The County's exposure to liability on Plaintiff's First Amendment retaliation claim depends on whether Mosher made an unlawful decision to terminate Plaintiff. Plaintiff does not dispute that "[a]t the time [Mosher] issued the Proposed Order of Disciplinary Action for Dismissal on November 9, 2005, [Mosher] had no knowledge that [Plaintiff] filed a complaint with, or testified before, the Grand Jury." (Id. ¶ 40, Ex. 12, ¶ 13).

Moreover, Plaintiff admits "[he] did not inform any management employee with the County of Sacramento," "supervisor, nor any defendant, that he was testifying before the [G]rand [J]ury." (Id. ¶¶ 41, 50.) "Plaintiff further admits that he has no basis for his allegations that the content of his testimony before the Grand Jury was somehow told or leaked to any defendants." (Id. ¶¶ 42; 55.) "Plaintiff does not have any information that any named defendant knows what he testified to before the Grand Jury," other than what he says about McDowell being aware of some issues. (Id. ¶ 61.) Plaintiff also concedes that his "only basis for asserting that any of the defendants intimidated and coerced witnesses from testifying before the grand jury is by virtue of their positions in the County." (Id. ¶ 60.) "Plaintiff admits that although he believes all the defendants were involved in the decision to demote him, he doesn't 'really have any proof of that.'" (Id. ¶ 58.)
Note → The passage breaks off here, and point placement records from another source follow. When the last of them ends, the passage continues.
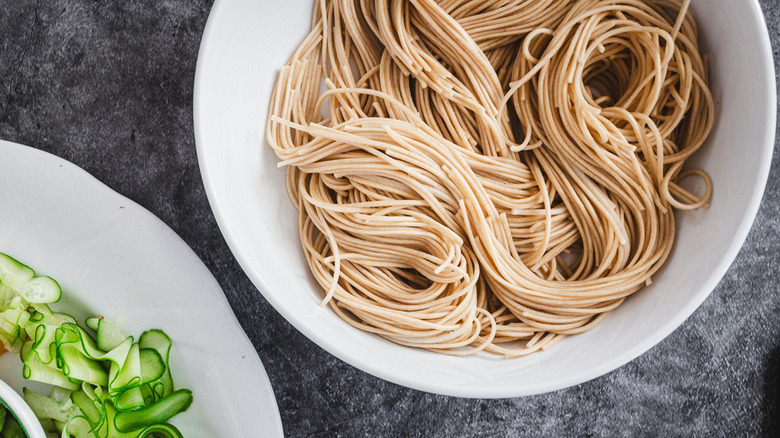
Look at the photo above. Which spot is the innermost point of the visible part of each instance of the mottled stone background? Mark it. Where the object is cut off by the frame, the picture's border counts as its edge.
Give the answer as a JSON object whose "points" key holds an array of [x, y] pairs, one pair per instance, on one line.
{"points": [[108, 86]]}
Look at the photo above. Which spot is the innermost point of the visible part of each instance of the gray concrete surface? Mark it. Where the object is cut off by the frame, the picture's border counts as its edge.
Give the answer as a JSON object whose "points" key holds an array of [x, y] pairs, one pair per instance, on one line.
{"points": [[108, 86]]}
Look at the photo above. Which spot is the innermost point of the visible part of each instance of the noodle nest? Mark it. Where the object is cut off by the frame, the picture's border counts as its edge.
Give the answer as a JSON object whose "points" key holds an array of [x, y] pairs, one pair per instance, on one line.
{"points": [[489, 175]]}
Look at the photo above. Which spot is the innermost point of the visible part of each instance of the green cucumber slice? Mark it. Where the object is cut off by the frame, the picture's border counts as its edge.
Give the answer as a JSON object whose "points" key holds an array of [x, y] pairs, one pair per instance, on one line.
{"points": [[157, 339], [21, 279], [160, 412], [47, 408]]}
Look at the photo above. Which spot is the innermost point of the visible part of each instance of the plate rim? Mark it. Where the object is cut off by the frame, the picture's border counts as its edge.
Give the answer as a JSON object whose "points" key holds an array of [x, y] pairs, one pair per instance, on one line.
{"points": [[41, 156]]}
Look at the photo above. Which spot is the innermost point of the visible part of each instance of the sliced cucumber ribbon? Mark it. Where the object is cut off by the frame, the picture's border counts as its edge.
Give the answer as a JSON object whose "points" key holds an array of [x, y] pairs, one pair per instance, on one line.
{"points": [[106, 385]]}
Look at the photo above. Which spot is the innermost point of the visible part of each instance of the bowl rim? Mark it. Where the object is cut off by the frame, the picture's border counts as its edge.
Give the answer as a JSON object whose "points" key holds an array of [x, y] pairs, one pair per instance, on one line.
{"points": [[21, 411], [533, 388]]}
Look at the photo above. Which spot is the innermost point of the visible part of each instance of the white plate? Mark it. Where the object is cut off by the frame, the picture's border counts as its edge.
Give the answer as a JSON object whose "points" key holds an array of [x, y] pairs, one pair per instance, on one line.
{"points": [[245, 43], [113, 257]]}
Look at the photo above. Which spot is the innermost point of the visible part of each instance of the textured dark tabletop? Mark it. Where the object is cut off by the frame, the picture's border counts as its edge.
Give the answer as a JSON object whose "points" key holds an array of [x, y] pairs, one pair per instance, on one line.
{"points": [[108, 85]]}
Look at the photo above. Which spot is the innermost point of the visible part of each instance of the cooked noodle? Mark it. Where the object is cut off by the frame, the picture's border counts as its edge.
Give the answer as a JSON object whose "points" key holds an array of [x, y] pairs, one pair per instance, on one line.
{"points": [[489, 174]]}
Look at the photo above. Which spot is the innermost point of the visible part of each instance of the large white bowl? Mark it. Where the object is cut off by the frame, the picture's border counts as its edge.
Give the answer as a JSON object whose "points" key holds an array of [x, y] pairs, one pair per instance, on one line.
{"points": [[245, 43]]}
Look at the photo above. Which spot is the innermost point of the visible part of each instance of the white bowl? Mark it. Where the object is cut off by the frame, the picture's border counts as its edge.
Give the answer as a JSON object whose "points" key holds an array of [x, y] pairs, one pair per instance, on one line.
{"points": [[244, 45], [16, 404]]}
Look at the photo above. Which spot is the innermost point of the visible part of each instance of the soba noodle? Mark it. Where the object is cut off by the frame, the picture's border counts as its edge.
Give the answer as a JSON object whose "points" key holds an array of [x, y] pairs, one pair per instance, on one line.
{"points": [[489, 174]]}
Since Plaintiff has failed to introduce any evidence that his protected speech was a substantial motivating factor in any adverse employment action he allegedly experienced, Defendant County's motion for summary judgment is granted on Plaintiff's First Amendment retaliation claim. See Nelson v. Pima Community College, 83 F.3d 1075, 1080 (9th Cir. 1996) (affirming an order of a summary judgment for the defendant on a wrongful retaliation claim where the plaintiff submitted evidence that she had engaged in protected speech and that she was subsequently told not to come back to work but did not introduce any evidence of a link between the two events); Thomas v. Douglas, 877 F.2d 1428, 1433-34 (9th Cir. 1989) (affirming an order of a summary judgment for the defendant on a wrongful retaliation claim because the claimant failed to offer evidence that his protected speech was a substantial motivating factor in his employer's refusal of his request for a transfer).
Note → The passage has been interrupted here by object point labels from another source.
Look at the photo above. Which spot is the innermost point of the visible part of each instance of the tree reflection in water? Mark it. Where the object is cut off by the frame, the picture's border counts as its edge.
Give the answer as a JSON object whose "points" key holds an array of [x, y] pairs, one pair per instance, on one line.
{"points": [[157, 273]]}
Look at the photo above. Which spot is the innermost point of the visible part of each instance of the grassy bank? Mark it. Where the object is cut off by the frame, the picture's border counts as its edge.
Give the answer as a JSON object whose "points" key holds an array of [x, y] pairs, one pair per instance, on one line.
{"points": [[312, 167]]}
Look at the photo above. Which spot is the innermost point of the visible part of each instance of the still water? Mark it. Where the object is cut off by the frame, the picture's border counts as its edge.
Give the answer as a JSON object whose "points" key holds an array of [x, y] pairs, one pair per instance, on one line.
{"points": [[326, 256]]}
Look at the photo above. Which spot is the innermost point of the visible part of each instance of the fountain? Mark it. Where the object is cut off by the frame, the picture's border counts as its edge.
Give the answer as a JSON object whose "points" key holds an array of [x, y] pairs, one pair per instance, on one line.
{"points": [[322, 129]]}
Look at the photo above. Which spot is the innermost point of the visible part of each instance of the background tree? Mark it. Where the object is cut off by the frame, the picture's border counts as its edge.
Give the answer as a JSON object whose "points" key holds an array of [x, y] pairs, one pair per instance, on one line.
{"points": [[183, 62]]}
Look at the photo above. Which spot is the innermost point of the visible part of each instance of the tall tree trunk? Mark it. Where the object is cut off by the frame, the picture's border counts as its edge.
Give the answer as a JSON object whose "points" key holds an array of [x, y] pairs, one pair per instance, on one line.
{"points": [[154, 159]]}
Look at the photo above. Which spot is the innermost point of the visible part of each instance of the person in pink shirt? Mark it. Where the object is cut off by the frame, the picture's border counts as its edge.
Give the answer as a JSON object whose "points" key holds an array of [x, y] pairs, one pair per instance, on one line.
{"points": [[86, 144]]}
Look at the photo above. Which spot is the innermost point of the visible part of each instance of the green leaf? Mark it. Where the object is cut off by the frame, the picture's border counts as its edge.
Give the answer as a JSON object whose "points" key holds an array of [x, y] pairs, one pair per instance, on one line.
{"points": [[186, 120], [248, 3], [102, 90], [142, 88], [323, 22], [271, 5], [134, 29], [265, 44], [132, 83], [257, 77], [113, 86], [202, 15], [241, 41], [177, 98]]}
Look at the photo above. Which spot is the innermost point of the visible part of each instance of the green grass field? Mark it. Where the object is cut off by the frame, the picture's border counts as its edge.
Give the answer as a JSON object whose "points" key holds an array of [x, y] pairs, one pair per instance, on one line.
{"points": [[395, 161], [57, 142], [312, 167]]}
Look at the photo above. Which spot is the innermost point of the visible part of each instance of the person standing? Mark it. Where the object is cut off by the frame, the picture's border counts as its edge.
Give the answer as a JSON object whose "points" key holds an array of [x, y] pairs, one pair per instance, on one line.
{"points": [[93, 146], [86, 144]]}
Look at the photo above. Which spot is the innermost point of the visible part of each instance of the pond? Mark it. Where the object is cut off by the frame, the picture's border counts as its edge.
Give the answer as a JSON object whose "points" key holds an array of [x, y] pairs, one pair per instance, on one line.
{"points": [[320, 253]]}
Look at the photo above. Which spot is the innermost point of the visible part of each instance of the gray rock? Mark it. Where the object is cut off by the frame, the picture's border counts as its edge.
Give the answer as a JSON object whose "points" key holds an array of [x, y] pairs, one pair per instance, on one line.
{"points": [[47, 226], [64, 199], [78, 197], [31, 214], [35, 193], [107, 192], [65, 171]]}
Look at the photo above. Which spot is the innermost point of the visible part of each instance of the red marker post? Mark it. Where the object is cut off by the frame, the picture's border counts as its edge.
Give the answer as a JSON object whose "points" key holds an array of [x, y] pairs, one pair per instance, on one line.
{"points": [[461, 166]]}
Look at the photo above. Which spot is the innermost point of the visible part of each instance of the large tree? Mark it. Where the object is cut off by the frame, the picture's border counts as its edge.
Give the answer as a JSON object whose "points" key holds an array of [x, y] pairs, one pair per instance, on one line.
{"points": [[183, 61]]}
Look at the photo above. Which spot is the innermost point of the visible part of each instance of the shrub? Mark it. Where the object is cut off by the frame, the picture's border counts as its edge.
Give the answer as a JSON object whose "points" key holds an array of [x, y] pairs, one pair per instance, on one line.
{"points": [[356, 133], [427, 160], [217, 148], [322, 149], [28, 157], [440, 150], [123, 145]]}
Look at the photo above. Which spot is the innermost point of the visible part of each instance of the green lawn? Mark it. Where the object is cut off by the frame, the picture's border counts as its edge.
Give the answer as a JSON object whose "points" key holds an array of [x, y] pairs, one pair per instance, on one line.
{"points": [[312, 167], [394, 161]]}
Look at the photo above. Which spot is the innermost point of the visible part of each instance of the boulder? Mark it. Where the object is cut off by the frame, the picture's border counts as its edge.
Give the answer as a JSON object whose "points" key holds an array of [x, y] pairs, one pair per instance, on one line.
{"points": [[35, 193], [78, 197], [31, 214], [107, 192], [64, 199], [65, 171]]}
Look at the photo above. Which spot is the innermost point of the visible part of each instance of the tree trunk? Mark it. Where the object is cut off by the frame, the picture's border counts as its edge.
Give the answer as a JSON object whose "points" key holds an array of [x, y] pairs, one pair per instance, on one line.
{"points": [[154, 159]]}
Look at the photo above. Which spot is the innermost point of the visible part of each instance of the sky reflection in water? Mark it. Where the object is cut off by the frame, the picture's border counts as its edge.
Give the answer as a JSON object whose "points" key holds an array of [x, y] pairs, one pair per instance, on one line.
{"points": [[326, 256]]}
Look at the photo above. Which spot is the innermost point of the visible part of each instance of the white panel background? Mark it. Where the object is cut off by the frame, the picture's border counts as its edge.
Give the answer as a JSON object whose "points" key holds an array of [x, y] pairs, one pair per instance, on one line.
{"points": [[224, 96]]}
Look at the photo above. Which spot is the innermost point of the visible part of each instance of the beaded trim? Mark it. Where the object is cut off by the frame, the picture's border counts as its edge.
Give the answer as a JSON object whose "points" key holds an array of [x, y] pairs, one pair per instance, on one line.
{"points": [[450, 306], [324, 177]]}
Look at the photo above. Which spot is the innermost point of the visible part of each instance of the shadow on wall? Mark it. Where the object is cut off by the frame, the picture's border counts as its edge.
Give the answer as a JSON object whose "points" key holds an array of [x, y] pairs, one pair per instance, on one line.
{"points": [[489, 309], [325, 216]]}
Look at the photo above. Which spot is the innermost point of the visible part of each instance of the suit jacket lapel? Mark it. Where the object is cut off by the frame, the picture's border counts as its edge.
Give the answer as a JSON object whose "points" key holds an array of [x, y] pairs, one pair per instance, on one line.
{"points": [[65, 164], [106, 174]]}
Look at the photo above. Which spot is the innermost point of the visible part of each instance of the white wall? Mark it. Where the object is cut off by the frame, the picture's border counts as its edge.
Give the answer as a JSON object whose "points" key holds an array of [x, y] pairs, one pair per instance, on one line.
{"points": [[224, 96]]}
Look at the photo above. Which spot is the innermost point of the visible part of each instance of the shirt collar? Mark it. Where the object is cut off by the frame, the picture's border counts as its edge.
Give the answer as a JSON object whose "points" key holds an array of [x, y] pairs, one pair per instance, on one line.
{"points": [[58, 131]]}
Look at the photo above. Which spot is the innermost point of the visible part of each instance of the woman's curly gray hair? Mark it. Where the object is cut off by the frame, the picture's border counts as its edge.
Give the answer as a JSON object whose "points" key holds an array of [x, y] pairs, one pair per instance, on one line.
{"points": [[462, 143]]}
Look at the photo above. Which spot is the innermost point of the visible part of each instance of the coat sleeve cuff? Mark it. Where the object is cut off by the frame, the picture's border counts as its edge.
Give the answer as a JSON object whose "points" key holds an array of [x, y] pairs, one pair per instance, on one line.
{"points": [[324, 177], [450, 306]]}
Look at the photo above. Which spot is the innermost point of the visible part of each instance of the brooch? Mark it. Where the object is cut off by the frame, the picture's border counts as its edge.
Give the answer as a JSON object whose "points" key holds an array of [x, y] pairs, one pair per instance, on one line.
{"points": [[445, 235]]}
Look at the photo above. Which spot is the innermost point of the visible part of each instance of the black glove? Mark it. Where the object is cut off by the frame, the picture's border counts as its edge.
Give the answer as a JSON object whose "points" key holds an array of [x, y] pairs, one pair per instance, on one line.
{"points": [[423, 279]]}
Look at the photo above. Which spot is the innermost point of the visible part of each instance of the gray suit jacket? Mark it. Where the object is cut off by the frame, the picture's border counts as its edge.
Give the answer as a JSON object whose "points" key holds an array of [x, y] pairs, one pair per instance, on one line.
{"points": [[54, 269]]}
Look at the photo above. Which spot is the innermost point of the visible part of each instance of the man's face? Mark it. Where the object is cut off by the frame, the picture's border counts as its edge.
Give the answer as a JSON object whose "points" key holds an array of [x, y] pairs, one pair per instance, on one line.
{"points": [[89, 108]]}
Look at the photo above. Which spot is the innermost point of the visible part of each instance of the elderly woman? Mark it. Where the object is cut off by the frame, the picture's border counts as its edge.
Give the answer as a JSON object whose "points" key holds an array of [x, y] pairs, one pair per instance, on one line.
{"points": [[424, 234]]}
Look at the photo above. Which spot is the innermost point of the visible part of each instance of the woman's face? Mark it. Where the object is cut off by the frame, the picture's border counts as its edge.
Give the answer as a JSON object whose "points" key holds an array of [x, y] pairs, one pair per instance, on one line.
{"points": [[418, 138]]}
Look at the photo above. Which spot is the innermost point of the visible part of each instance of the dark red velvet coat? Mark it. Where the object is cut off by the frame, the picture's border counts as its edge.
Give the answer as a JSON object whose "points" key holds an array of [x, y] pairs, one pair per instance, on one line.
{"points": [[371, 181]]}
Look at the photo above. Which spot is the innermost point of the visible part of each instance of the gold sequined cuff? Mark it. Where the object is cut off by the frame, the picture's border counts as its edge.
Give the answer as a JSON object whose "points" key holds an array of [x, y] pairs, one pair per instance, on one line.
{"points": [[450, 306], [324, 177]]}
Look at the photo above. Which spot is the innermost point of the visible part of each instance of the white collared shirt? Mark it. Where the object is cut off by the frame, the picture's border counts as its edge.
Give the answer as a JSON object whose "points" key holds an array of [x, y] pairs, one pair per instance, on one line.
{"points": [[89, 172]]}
Further, Plaintiff's claim against Defendants Creson, Pedretti, Floyd, and the County for conspiracy to violate Plaintiff's civil rights and Plaintiff's claim against all Defendants for neglect to prevent violation of Plaintiff's civil rights fail, since Plaintiff's First Amendment retaliation claim upon which these claims depend, fails. Therefore, Defendants are also granted summary judgment on Plaintiff's second and third claims.

Defendants Creson, Pedretti, Floyd, and the County also seek summary judgment on Plaintiff's California Labor Code claim, arguing that Plaintiff cannot prove all the elements of this claim. (Mot. 18:18-20:15.) Plaintiff alleges that Defendants Creson, Pedretti, Floyd, and the County violated California Labor Code section 1102.5 ("Section 1102.5") by terminating Plaintiff in retaliation for "[P]laintiff's reporting of illegal and corrupt activities within the [County's] Municipal Services Agency." (Compl. ¶¶ 43-47.)

To establish a prima facie case for retaliation under Section 1102.5, an employee must show (1) that he engaged in protected activity, (2) that he was thereafter subjected to an adverse employment action that there was a causal link between the protected activity and the by his employer, and (3) adverse employment action.

Love v. Motion. Indus., 309 F.Supp. 2d 1128, 1134 (N.D. Cal. 2004)(emphasis added) (citing Morgan v. Regents of University of California, 88 Cal.App.4th 52, 69 (2000)). Since Plaintiff has failed to controvert Defendants' evidence showing that no causal link exists between Plaintiff's protected speech and Plaintiff's termination, Defendants Creson, Pedretti, Floyd, and the County's motion for summary judgment on Plaintiff's California Labor Code claim is granted.

IV. CONCLUSION

For the stated reasons, Defendants' summary judgment motion is granted. Judgment shall be entered for Defendants, and this action shall be closed.